Four Approaches That Ease the Quest for Profitability
In business, a lot of companies work tirelessly to get work out the door. While these companies are making revenue, it doesn’t always mean they’re as profitable as they could be. Big difference. In an industry where margins are increasingly tight and competition is everywhere, maximizing profitability is essential to survival.

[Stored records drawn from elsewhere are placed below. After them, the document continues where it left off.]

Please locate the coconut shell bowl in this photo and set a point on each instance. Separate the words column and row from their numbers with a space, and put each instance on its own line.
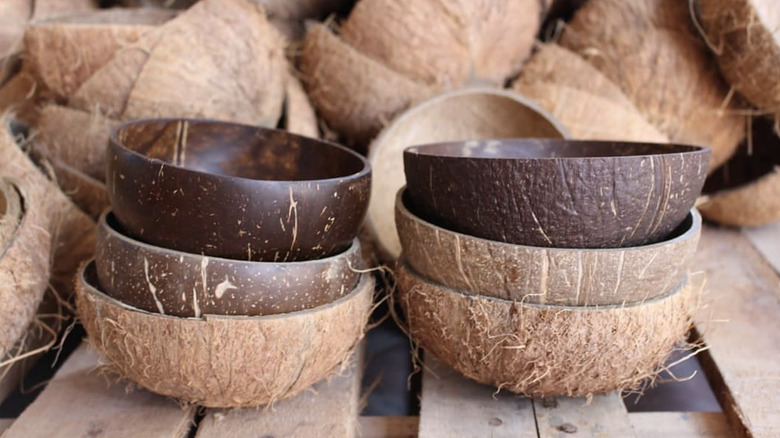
column 556, row 193
column 235, row 191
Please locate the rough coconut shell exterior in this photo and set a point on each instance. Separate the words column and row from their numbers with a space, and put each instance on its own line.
column 469, row 113
column 355, row 94
column 445, row 43
column 745, row 35
column 224, row 361
column 652, row 51
column 24, row 268
column 63, row 52
column 540, row 350
column 588, row 104
column 559, row 276
column 223, row 55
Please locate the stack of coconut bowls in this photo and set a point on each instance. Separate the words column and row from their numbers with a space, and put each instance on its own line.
column 550, row 267
column 228, row 272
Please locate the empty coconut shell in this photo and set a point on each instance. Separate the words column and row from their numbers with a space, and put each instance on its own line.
column 744, row 36
column 470, row 113
column 64, row 51
column 197, row 360
column 556, row 193
column 745, row 191
column 24, row 263
column 235, row 191
column 574, row 277
column 544, row 350
column 588, row 104
column 175, row 283
column 652, row 51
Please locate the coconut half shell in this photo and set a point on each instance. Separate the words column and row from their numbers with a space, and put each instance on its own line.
column 746, row 37
column 574, row 277
column 223, row 361
column 541, row 350
column 588, row 104
column 470, row 113
column 355, row 94
column 63, row 52
column 652, row 51
column 24, row 266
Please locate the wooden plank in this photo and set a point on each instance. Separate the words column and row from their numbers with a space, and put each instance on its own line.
column 389, row 427
column 680, row 425
column 329, row 409
column 766, row 239
column 453, row 406
column 740, row 322
column 5, row 423
column 605, row 416
column 80, row 403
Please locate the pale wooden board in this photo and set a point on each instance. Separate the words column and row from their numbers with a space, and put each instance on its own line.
column 453, row 406
column 740, row 322
column 680, row 425
column 329, row 409
column 767, row 240
column 605, row 416
column 5, row 423
column 389, row 427
column 80, row 403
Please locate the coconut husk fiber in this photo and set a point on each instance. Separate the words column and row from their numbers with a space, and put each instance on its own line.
column 220, row 59
column 745, row 191
column 24, row 263
column 224, row 361
column 540, row 350
column 63, row 52
column 586, row 102
column 466, row 114
column 70, row 231
column 391, row 54
column 652, row 51
column 744, row 36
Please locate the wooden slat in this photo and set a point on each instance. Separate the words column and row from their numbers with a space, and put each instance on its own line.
column 330, row 409
column 605, row 416
column 740, row 322
column 80, row 403
column 453, row 406
column 767, row 240
column 389, row 427
column 680, row 425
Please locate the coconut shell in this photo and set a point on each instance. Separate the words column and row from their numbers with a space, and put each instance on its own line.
column 227, row 60
column 544, row 350
column 471, row 113
column 63, row 52
column 197, row 360
column 355, row 94
column 24, row 267
column 445, row 43
column 745, row 191
column 746, row 37
column 575, row 277
column 588, row 104
column 299, row 115
column 76, row 138
column 652, row 51
column 71, row 232
column 19, row 96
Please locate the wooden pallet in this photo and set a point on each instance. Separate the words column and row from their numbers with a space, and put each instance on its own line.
column 740, row 325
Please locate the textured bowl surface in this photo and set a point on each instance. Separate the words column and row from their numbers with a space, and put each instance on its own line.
column 235, row 191
column 556, row 193
column 531, row 274
column 223, row 361
column 181, row 284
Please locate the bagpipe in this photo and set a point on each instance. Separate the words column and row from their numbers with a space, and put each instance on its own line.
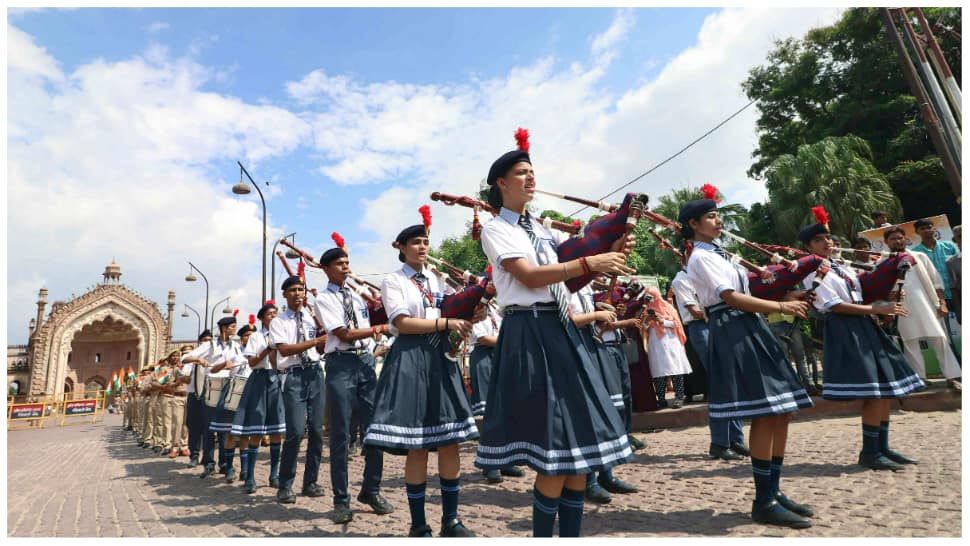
column 877, row 280
column 595, row 238
column 475, row 204
column 367, row 291
column 767, row 282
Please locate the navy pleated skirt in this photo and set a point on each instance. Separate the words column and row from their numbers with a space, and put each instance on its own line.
column 420, row 401
column 221, row 417
column 606, row 364
column 260, row 406
column 480, row 364
column 861, row 362
column 750, row 374
column 548, row 407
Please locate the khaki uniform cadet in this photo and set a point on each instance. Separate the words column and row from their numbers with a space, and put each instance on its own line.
column 145, row 432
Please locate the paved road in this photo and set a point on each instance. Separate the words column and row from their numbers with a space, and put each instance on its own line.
column 91, row 480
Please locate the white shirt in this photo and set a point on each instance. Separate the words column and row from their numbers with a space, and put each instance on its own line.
column 283, row 331
column 329, row 310
column 710, row 274
column 213, row 352
column 834, row 290
column 503, row 238
column 488, row 327
column 684, row 295
column 401, row 295
column 258, row 341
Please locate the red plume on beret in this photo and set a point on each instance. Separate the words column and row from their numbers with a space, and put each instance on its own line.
column 339, row 240
column 425, row 211
column 709, row 192
column 821, row 216
column 522, row 138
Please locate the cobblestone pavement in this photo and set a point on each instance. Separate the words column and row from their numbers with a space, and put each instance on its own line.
column 92, row 480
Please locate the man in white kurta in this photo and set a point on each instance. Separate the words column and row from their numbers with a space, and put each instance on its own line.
column 923, row 289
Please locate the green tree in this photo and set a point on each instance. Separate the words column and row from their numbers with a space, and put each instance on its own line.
column 836, row 173
column 846, row 79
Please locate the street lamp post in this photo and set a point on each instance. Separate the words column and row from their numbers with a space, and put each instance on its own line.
column 242, row 188
column 185, row 313
column 226, row 310
column 191, row 278
column 290, row 253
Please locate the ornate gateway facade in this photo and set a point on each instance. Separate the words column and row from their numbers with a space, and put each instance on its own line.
column 83, row 341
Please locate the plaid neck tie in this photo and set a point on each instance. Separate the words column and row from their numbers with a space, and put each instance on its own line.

In some cases, maximizing profitability may be the difference between running a company and running it well. Many companies regularly limit their profitability potential because by not paying attention to key process management elements.
Keeping it Running
Keeping machines running as they were intended, with the goal of having them operate as though they are new, is a key goal of routine maintenance. Simply put, routine maintenance is not to fix what is broken, but to instead give a machine the service and attention it needs so it will not break. A real-life example: getting regular oil changes on vehicle instead of waiting for the engine to seize up, which will bring expensive repairs, possible vehicle replacement, or the inconvenience of being without a car until the mechanic finishes. In the printing environment, maintaining equipment means protecting your technology investment and eliminating unnecessary down-time. Also, poorly maintained machines are less likely to help you hit needed quality goals.
Staying on Target
One key to keeping customers happy is to give them the level of quality they expect (and are paying for). In today’s printing industry, meeting quality standards, particularly for color, is fully achievable, but due diligence is required. Assuming printing equipment has been properly maintained (see above), achieving expected color, and making it repeatable, requires attention to detail and adherence to color standards. By setting up a formalized color management approach and paying ongoing attention to results (as they compare to expectations) printers can systematize their processes. Achieving exemplary color should not involve chance: profitability suffers when work must be re-done, or if unhappy customers take their work somewhere else.
Having Just Enough
Just as buying groceries with forethought leaves you neither wasting food (because you bought too much), or having nothing to eat (because you bought too little), managing purchasing and materials inventories can be a strong contributor to profitable printing. In printing terms, PSPs don’t want to run short on materials needed to get the job done, which can lead to delays; or have a significant investment in substrate age poorly on a shelf, taking up space until it becomes trash. The same goes for inks, laminates, coatings, and other materials. For some companies, effective inventory management also means moving very carefully when purchasing unusual substrates for unusual customer jobs. Estimate with intention and buy prudently. To do otherwise may mean limiting the job’s profitability potential.
Getting Better Always
The basic thought behind continuous improvement is that any process can be improved, and the improvement effort is never complete. By developing a systematic method of evaluating processes, instituting changes, and making them stick, coupled with routine re-evaluation of the processes, companies can bolster profitability by maximizing factors such as efficiency, performance, and process flow. Think of it as routine maintenance on your complete process, including machinery, movement of materials from station to station, efficient workstations. While informal continuous improvement programs can bring significant profitability-boosting benefits, greater, more lasting benefits are gained by instituting more formalized lean manufacturing efforts. Benefits of these efforts can include saved money, saved time, improved quality, minimized waste.
None of the factors discussed here should be seen as stand-alone efforts because they are all inter-related – efforts in one area will often bring gains in another, or serve to ease the path to success.